Jak co roku portal wynagrodzenia.pl zbierający dane o płacach Polaków opublikował Ogólnopolskie Badanie Wynagrodzeń, w którym wziął między innymi pod lupę pensje prezesów stojących na czele spółek giełdowych. Okazało się, że ich roczne zarobki nie różniły się znacząco w 2015 roku od tych, jakie osiągali w poprzednich latach. Choć nie doczekali się podwyżek, ich pensje wciąż mogą przyprawić o zawrót głowy przeciętnego Polaka.
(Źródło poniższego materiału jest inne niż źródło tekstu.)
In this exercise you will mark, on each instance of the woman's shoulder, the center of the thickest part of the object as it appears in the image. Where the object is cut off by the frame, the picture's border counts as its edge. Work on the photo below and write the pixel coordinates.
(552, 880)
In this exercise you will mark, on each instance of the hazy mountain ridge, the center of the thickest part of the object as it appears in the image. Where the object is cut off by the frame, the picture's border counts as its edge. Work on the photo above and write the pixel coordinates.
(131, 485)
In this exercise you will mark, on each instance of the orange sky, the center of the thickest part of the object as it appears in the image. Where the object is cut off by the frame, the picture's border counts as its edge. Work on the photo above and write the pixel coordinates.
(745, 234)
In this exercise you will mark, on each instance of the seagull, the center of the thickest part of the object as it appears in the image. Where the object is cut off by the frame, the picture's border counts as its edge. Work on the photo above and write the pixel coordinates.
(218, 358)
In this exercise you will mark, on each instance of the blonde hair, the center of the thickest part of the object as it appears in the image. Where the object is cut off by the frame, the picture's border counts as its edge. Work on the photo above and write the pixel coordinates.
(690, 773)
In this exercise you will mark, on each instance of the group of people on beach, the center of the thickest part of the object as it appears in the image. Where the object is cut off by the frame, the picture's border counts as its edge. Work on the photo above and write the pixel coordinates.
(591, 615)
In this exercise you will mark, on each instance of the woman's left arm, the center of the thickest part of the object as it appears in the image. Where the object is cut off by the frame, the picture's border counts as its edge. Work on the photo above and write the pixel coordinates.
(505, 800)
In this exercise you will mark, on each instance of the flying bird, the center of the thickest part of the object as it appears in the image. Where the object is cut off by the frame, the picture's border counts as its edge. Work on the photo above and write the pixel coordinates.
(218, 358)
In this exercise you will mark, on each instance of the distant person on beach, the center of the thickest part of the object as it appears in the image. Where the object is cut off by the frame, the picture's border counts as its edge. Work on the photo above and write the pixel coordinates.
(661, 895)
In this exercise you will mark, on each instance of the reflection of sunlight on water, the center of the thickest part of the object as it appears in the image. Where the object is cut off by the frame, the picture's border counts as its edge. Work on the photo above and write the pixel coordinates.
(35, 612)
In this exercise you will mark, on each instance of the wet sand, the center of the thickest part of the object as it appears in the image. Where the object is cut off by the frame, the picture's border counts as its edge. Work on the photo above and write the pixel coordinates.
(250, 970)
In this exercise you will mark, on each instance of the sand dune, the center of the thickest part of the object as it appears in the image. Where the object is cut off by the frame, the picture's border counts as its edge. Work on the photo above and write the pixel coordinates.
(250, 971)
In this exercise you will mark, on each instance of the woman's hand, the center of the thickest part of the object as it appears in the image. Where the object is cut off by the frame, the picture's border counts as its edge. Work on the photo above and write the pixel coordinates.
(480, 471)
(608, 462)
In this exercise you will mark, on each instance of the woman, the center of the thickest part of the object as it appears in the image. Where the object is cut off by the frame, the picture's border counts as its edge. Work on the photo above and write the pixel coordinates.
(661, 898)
Mediana ich rocznych wynagrodzeń wyniosła w ubiegłym roku 601 tys. zł. Co czwarta osoba zarobiła przynajmniej 1,15 mln zł, z kolei pensja 10 proc. prezesów sięgnęła ponad 2 mln zł.

Najlepiej opłacanym szefem giełdowej spółki okazał się w ubiegłym roku Janusz Filipiak, prezes firmy informatycznej Comarchu. Jego wynagrodzenie wyniosło 15,4 mln zł. Na drugim miejscu uplasował się Luigi Lovaglio, prezes banku Pekao, który zainkasował sumę w wysokości 9,5 mln zł. Choć sektor bankowy i IT od lat cieszą się najwyższymi wynagrodzeniami, to w pierwszej trójce znalazł się również prezes giganta na polskim rynku słodyczy - Dariusz Orłowski zarządzający spółką Wawel. Zarobił on przez cały rok 7,5 mln zł.

W piątce najlepiej zarabiających prezesów firm znaleźli się również Tobias Solorz, prezes Cyfrowego Polsatu, oraz Maciej Formanowicz, założyciel i prezes Fabryki Mebli Forte. W ubiegłym roku zainkasowali oni kolejno 5 mln zł oraz 4,9 mln zł.